Wednesday, June 8, 2016
Toronto has no choice but to pony up and raise taxes
All agreed that provincial and federal governments should cut bigger cheques. But beyond that, it was polite war. We should raise money by hiking property taxes, which are very low by GTA standards — maybe by five per cent. No, the $258 per year that represents on a $750,000 home would turn senior citizens into the streets. Significant efficiencies still await discovery in the city budget. No, that’s an ideological fantasy.
In between these occasional ceremonies, council has kept on approving capital projects and letting problems fester, balancing each year’s budget by hook or by crook. And Tuesday was in many ways pro forma. But we are perhaps closer than ever to escaping this pit of shame.
Wallace on who should pay
At the May 24 meeting of Toronto’s executive committee, Coun. David Shiner asked city manager Peter Wallace if he thought Toronto taxpayers could reasonably shoulder the burden of multibillion-dollar transit and public housing projects, as opposed to the province. Wallace’s response was as follows:
It is not my argument that they should be municipal responsibilities. That isn’t my argument. It is my argument that the kid who was born when those responsibilities were downloaded (from the province) is now in university. We have argued constantly, (under) two different regimes to the province, that it should be fixed. It has not been fixed.
We can make the argument and council can make the argument: no, we don’t want to invest in transit because the government of Ontario and Canada should invest in transit; no we do not want to invest in social housing because the government of Ontario and Canada should make that investment. That has been (city council’s) argument to date. My submission to you is that is no longer a responsible argument given the absolute fiduciary responsibility that we have on the basis of the taxpayers and ratepayers of this city. And I feel that very strongly. It is not a question of what should be. It is a question of what is.
New city manager Peter Wallace’s report to council nicely laid out the state of play. Not only are property taxpayers not overburdened relative to those in neighbour municipalities; adjusted for inflation, their collective contribution to city coffers has fallen five per cent since 2010. And while efficiencies remain to be realized at City Hall — no one who interacts regularly with it can possibly claim otherwise — spending is well under control. In real dollars, per capita gross expenditures today are roughly four per cent lower than in 2010.
But the sponge has been wrung dry, Wallace argues. The city is spending 19 per cent less this year on social services than it did in 2010. There are no more savings to be had there, especially if the city is serious about fixing public housing. If the real estate market ever pauses for oxygen, land transfer tax revenues will cease providing their annual budgetary bonuses.
And if city council actually wants the multibillion-dollar things it keeps saying it wants, it simply needs to hike taxes or introduce new ones. “The practice of deferring necessary expense is most evident in the increased number of unfunded capital projects and priorities, now estimated at up to $29 billion over 15 years,” the staff report observes.

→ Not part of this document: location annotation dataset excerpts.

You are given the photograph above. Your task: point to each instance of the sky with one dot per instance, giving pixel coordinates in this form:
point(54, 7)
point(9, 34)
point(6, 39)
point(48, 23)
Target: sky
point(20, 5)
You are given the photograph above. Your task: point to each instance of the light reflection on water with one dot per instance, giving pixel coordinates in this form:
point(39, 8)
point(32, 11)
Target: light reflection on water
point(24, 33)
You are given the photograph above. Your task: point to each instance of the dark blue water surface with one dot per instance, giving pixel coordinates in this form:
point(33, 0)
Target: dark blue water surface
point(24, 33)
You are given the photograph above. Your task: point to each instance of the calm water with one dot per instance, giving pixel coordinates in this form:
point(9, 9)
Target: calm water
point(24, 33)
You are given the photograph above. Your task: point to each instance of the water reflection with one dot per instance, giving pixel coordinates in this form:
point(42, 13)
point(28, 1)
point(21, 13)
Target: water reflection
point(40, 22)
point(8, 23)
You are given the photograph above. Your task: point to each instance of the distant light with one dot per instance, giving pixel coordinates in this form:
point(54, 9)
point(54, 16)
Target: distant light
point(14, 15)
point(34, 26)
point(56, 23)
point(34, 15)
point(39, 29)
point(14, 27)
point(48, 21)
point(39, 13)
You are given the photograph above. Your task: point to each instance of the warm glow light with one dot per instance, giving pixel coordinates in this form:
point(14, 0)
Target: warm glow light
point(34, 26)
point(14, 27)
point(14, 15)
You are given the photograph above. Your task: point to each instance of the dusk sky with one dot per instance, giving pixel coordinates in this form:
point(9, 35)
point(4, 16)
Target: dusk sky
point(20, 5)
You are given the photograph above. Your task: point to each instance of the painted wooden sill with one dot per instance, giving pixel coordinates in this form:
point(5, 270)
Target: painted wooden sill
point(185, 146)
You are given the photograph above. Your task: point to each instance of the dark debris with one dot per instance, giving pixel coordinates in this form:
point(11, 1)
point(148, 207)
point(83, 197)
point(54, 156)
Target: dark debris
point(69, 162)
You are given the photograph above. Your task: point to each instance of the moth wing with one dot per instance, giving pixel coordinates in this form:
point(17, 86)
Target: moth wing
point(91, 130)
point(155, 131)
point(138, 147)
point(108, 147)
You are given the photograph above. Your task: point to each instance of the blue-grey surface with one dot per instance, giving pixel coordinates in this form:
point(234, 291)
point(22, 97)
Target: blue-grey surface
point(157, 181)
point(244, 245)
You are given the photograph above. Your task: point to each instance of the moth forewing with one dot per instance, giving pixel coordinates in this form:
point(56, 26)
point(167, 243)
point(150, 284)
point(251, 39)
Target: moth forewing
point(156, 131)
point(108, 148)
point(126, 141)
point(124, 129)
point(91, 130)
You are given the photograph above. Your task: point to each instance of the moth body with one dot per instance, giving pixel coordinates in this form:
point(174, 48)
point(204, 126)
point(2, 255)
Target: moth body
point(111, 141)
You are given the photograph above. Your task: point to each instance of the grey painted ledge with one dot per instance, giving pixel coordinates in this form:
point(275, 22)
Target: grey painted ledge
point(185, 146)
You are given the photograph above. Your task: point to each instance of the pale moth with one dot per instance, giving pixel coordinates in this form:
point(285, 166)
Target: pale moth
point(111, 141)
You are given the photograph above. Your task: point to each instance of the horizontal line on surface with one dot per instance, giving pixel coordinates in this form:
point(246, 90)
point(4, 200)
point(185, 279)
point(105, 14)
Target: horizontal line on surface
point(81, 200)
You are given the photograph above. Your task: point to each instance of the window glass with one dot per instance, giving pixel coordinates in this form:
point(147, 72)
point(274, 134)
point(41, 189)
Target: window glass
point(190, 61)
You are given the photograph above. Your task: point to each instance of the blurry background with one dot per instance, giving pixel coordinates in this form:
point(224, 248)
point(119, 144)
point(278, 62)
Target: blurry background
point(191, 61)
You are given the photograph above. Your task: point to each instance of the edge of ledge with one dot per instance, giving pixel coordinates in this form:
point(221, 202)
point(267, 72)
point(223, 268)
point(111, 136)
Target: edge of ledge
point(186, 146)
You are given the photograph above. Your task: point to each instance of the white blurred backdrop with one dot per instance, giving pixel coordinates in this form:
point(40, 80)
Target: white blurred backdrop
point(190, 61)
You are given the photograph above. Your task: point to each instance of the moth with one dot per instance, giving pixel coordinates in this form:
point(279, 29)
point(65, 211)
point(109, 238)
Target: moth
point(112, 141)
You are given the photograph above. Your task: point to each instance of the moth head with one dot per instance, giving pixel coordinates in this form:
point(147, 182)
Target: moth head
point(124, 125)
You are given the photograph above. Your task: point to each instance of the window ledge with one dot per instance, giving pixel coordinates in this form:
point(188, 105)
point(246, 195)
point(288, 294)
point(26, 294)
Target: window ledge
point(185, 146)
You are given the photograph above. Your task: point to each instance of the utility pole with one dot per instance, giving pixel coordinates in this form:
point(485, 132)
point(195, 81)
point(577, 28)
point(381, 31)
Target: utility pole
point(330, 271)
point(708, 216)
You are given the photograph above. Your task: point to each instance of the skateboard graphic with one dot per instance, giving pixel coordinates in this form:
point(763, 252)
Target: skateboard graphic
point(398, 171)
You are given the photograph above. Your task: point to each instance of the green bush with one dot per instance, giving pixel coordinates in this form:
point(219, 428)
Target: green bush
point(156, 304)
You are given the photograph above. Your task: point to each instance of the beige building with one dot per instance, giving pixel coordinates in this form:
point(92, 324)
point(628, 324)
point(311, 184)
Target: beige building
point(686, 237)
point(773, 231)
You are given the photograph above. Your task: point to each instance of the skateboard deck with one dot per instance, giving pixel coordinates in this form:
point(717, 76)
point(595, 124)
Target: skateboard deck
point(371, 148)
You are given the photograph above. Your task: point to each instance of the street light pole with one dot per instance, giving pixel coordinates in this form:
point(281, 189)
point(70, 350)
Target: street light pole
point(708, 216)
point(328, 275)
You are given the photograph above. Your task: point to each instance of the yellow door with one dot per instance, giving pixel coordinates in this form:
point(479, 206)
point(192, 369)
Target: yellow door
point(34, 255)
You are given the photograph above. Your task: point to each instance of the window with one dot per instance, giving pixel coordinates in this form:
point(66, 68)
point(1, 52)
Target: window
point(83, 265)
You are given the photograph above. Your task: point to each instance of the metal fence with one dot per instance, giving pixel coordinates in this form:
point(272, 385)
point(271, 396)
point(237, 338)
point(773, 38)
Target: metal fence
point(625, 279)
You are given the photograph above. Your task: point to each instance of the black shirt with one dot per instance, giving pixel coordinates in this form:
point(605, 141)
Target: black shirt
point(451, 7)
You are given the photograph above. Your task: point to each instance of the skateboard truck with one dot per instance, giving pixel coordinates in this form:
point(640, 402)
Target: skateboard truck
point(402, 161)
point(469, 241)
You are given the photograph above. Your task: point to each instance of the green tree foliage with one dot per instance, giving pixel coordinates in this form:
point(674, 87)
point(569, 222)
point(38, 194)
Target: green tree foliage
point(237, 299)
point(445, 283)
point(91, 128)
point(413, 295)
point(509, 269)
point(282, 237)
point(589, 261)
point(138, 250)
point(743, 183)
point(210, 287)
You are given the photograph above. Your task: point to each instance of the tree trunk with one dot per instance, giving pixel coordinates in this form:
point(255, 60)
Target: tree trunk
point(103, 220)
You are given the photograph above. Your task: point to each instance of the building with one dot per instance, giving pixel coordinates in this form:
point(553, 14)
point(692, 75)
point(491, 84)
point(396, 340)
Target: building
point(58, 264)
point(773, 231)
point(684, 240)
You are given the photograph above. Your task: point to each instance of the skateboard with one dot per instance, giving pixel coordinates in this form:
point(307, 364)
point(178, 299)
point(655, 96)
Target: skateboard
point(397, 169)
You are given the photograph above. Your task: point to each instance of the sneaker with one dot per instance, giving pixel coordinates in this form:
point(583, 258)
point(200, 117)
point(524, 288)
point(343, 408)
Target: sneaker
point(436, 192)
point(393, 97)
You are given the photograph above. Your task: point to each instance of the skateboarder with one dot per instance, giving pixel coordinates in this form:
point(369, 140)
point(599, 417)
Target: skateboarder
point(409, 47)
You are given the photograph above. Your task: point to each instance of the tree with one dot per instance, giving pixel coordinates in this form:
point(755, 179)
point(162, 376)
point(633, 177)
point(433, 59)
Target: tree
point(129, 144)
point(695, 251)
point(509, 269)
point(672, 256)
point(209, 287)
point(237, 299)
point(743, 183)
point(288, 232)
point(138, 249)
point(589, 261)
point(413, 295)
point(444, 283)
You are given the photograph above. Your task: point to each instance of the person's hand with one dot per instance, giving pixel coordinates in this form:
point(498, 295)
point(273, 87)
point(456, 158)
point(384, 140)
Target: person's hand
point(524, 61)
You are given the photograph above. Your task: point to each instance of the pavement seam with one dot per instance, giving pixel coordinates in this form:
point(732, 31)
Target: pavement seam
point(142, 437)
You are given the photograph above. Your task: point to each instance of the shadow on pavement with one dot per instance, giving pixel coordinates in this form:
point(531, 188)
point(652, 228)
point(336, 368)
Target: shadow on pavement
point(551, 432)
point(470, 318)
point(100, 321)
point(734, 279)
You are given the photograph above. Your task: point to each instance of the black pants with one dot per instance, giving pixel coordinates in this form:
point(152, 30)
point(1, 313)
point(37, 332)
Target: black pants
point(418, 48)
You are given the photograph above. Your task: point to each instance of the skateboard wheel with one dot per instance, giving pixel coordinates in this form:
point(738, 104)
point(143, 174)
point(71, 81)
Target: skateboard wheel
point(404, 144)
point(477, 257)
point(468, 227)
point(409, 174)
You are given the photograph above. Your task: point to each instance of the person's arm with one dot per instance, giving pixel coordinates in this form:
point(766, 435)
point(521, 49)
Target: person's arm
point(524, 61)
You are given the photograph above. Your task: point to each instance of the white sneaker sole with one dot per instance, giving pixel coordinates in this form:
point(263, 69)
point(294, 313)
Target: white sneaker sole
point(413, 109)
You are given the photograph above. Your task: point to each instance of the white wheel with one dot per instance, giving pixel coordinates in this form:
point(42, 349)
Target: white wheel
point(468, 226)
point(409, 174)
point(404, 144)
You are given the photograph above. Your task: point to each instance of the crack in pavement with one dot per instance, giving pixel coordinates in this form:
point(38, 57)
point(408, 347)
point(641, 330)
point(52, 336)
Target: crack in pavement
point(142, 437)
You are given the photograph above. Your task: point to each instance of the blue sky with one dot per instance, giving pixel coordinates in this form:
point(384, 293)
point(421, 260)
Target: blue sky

From an economic and logical perspective, many taxes and fees Toronto can currently implement or raise, or might be allowed to — on gas, parking, sales, vehicle registrations, billboards, whatever — have things going for them. From a political perspective, they all have drawbacks. And there are those who feel it’s unthinkable to consider any while the city “wastes” so much of its existing budget — for example, spending $1.5 billion extra for a Scarborough subway purely for political reasons.
Coun. Josh Matlow, one of just three councillors who on Tuesday voted against asking Wallace to report back in the fall on a revamped framework “for the city’s multi-year financial and budget process,” argued he can’t ask his constituents to pay more until council gets its “act together.” He quite rightly noted city council’s limited oversight of the police and community housing budgets.
But how do councillors expunge the rankest politics from something like the location of new public transit?
“By doing the right thing,” said Matlow. And he is absolutely right.
But human life is finite, and I am inclined to support any reasonable tax, fee, levy or temporary refund adjustment that can start closing the gap between what Toronto has and what it needs. That discussion should happen, finally, when Wallace reports back in autumn. And if Mayor John Tory’s transit agenda is to be realized, it will have to happen.
At executive committee last month, a somewhat aghast Coun. David Shiner wondered if Wallace was seriously suggesting Toronto taxpayers might shoulder the burden of capital costs for housing, transit and other big-ticket items. In Shiner’s view, these are clearly senior governments’ responsibilities.
“It is not my argument that they should be municipal responsibilities,” Wallace responded, rather splendidly. “It is my argument that the kid who was born when those responsibilities were downloaded (from the province) is now in university.”
“It is not a question of what should be,” he said. “It is a question of what is.”
Precisely. And this is under a left-leaning Liberal government that says it’s against austerity and committed to cities and social justice. It might not be there forever. The only real choice before this city, if it really wants the things it says it wants, is to pony up or shut up. I like ponies.